Rising exports and falling unemployment will drive US growth in 2011 and allow the country to avoid comparisons to Japan's lost decade, Goldman Sachs Asset Management economist Jim O'Neill told CNBC.
Too many investors are still stuck in a crisis mindset and need to see the "big picture" that shows the US is poised for strong growth ahead, O'Neill said, reiterating comments he made in a note to investors.
"I think we could be in for a repeated number of surprises," he said. "As we see the year change into 2011, I think we're going to see a lot of people change their minds."
With exports driving higher and weekly jobless claims edging lower toward 400,000, that could provide the catalyst for sustained growth, he suggested.

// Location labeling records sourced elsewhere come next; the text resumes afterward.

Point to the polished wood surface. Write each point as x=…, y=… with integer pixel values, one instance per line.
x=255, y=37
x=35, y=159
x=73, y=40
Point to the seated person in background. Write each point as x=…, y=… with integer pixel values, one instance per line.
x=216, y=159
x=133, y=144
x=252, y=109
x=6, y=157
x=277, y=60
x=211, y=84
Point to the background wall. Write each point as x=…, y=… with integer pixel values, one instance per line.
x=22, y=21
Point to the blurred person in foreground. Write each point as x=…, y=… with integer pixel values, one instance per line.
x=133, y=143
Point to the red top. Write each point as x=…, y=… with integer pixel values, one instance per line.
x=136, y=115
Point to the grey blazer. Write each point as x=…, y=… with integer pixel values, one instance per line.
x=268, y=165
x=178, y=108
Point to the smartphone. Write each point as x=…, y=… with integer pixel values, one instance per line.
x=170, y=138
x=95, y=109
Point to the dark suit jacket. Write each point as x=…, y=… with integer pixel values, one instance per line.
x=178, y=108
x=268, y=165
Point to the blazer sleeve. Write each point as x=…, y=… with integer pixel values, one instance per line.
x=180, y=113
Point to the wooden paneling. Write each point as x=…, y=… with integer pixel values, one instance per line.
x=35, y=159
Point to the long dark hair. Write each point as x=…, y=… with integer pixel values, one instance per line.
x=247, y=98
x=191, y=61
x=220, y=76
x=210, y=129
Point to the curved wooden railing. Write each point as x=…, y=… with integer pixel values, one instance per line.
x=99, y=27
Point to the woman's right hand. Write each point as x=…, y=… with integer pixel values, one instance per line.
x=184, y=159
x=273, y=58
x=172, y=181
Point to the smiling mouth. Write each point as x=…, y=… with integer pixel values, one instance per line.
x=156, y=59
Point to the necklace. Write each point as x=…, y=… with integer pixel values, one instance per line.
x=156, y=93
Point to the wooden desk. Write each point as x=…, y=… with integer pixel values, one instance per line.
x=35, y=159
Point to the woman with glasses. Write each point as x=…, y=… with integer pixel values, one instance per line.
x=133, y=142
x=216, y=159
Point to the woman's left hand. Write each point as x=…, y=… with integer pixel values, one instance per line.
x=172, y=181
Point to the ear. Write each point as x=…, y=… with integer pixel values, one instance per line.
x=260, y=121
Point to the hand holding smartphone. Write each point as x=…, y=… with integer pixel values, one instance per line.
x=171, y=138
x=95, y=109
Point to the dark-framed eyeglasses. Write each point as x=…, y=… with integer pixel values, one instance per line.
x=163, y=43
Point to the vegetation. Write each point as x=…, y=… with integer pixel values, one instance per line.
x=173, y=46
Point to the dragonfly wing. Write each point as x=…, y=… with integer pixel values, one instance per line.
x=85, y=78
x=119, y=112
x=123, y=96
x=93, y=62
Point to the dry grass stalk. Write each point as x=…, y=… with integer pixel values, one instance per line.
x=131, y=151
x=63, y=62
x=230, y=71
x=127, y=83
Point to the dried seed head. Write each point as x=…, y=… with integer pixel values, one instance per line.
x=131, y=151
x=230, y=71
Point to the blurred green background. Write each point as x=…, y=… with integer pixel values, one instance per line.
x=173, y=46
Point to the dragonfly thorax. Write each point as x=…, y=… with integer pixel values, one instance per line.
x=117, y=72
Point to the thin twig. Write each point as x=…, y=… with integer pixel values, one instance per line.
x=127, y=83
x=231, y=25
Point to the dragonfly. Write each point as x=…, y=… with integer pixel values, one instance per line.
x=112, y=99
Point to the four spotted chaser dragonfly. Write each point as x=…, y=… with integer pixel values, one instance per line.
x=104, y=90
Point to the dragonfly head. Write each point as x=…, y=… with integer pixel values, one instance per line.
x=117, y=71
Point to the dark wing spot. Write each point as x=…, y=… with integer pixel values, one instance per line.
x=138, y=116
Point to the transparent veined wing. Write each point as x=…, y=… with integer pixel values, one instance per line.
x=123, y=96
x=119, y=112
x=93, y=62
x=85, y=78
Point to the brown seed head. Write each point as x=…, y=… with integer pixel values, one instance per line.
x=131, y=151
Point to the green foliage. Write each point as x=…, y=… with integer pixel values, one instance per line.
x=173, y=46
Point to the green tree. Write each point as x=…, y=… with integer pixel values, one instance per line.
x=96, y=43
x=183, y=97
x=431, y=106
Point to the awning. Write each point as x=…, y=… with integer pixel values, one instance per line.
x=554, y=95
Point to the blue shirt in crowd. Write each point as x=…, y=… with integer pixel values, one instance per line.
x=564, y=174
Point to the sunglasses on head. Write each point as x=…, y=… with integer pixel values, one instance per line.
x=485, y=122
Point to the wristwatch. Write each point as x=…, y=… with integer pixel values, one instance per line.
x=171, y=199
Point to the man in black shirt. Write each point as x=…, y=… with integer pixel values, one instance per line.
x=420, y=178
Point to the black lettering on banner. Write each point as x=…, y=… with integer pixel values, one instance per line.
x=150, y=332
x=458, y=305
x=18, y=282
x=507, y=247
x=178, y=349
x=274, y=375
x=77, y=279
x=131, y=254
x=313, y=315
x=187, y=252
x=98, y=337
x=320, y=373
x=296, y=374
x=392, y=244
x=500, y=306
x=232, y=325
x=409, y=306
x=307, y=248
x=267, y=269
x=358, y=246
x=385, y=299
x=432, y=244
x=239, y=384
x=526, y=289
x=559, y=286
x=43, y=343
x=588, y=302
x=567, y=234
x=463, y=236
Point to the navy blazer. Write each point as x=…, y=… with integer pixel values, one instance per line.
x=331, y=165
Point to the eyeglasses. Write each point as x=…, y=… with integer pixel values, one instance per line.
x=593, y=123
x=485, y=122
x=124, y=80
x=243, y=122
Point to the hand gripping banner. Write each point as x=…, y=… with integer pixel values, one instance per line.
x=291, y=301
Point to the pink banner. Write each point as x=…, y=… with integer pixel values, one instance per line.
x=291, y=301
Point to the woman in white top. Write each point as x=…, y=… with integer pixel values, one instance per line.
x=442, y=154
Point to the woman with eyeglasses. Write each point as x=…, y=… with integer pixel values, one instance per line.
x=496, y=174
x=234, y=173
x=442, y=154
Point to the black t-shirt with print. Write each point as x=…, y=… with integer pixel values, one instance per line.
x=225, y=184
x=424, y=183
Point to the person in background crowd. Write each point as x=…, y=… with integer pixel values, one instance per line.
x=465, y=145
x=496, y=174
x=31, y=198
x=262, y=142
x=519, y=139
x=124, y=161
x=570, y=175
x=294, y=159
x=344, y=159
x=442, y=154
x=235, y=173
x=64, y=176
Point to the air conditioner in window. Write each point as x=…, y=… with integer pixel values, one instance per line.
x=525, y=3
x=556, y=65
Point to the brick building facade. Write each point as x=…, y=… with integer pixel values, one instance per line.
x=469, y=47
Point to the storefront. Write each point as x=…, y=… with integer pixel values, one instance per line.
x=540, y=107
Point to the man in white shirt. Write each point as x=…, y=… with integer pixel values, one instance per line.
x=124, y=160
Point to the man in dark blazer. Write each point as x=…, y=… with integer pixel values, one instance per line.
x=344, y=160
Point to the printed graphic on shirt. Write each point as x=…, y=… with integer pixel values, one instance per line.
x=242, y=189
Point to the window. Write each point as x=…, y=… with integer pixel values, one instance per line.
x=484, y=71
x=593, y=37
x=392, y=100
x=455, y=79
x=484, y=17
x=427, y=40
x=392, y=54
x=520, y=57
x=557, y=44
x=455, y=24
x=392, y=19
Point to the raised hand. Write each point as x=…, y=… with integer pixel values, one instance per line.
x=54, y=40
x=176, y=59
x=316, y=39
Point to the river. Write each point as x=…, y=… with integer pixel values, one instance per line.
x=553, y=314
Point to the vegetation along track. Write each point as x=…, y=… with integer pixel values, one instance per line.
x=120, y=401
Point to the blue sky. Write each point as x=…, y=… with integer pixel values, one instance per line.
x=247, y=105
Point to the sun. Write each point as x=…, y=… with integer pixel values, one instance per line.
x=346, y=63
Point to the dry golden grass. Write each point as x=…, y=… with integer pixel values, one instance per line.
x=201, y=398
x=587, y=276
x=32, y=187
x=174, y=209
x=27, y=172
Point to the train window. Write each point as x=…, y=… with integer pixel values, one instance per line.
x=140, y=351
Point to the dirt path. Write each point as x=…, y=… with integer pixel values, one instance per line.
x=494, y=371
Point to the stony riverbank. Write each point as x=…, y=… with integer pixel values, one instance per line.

O'Neill said that would most readily show up in consumer cyclical stocks as well as strong multinational companies. He is projecting GDP that could eclipse 4 percent and stock market gains of 20 percent for the year ahead.
"It's almost like somebody sprinkled some magical powder after the midterm elections and a light suddenly came on," he said, referring to the US elections that saw Republicans take control of the House of Representatives.
The long-standing correlation between a weak dollar and a strong stock market also is breaking down, which O'Neill said points to a stronger economy overall.
"A modest recovery of the dollar on the back of rising real yields and circumstances of a stronger US economy almost definitely will lead to some breaking down of those correlations," he said. "We'll get back in some ways to a normal that we knew of yesteryear."